Generative models and discriminative models

Let’s say we have input data $X$ and we want to classify the data into labels $Y$.

  • A generative model (生成模型) learns the joint probability distribution $\mathbb{P}(X, Y)$
  • A discriminative model (判别模型) learns the conditional probability distribution $\mathbb{P}(Y | X)$

Discriminative models learn the (hard or soft) boundary between classes, generative models model the distribution of individual classes.
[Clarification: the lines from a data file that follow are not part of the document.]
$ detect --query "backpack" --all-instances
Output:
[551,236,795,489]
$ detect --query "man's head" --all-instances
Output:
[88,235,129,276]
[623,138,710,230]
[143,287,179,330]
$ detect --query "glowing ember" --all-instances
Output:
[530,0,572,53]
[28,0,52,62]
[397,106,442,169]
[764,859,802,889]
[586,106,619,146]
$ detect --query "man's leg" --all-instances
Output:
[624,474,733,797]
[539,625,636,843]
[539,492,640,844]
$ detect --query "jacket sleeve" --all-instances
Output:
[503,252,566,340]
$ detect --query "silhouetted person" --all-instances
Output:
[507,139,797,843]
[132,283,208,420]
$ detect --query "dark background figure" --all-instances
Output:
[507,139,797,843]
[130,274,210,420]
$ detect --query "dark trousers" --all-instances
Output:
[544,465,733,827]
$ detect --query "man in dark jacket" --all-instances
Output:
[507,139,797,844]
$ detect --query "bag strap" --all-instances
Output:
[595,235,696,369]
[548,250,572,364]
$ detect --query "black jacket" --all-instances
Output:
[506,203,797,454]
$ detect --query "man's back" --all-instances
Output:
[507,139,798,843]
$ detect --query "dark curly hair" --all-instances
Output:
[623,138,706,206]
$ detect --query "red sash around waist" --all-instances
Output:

Examples of generative models:

  • HMM (hidden markov model)
  • Naive Bayes
  • Gaussian mixture model and other types of mixture model
  • GAN (generative adversarial network)
  • VAE (variational autoencoder)
  • PCFG (probabilistic context-free grammar)
  • Latent Dirichlet allocation
  • Boltzmann machine

Examples of discriminative models:

  • CRF (conditional random field)
  • Logistic regression
  • SVM
  • Decision tree
  • Random forest
  • KNN (k-nearest neighbors)
  • Neural networks
  • Classical (sparse, denoising, etc.) autoencoders are generally classified as discriminative models, although denoising autoencoders can be used as generative models [1].
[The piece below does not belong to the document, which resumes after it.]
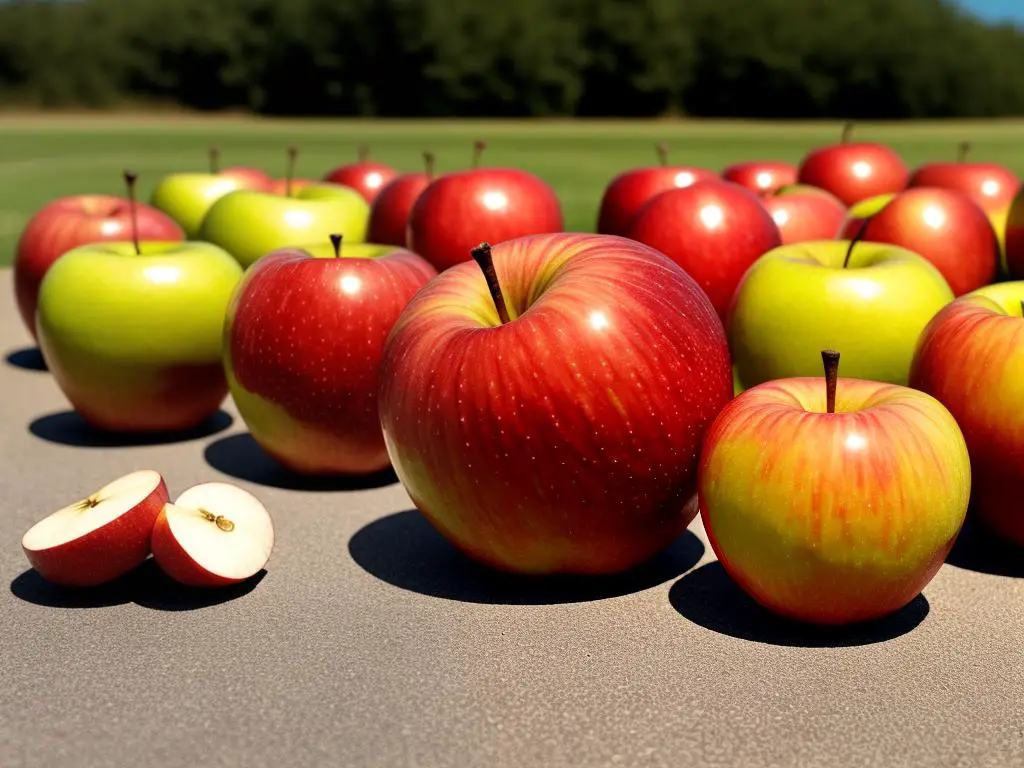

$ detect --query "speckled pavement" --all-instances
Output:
[0,270,1024,768]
For sequence labeling tasks (such as Part-of-Speech tagging and Name Entity Recognition), discriminative models are said to be preferred to generative models [2].
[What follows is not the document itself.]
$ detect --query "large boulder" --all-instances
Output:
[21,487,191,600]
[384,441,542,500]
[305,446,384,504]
There is a widely-held belief that discriminative models are almost always to be preferred in classification tasks [3].

One of the advantages of generative models is that they can be used to generate new data similar to existing data.

References

[1] Bengio, Y., Yao, L., & Alain, P. (2013). Generalized Denoising Auto-Encoders as Generative ModelsarXiv e-prints, arXiv:1305.6663.

[2] Why discriminative models are preferred to generative models for sequence labeling tasks? (n.d.). Cross Validated. https://stats.stackexchange.com/questions/73015/why-discriminative-models-are-preferred-to-generative-models-for-sequence-labeli

[3] Andrew Y. Ng and Michael I. Jordan, On discriminative vs. generative classifiers: A comparison of logistic regression and naive bayes, Advances in Neural Information Processing Systems 14 (T. G. Dietterich, S. Becker, and Z. Ghahramani, eds.), MIT Press, 2002, pp. 841–848.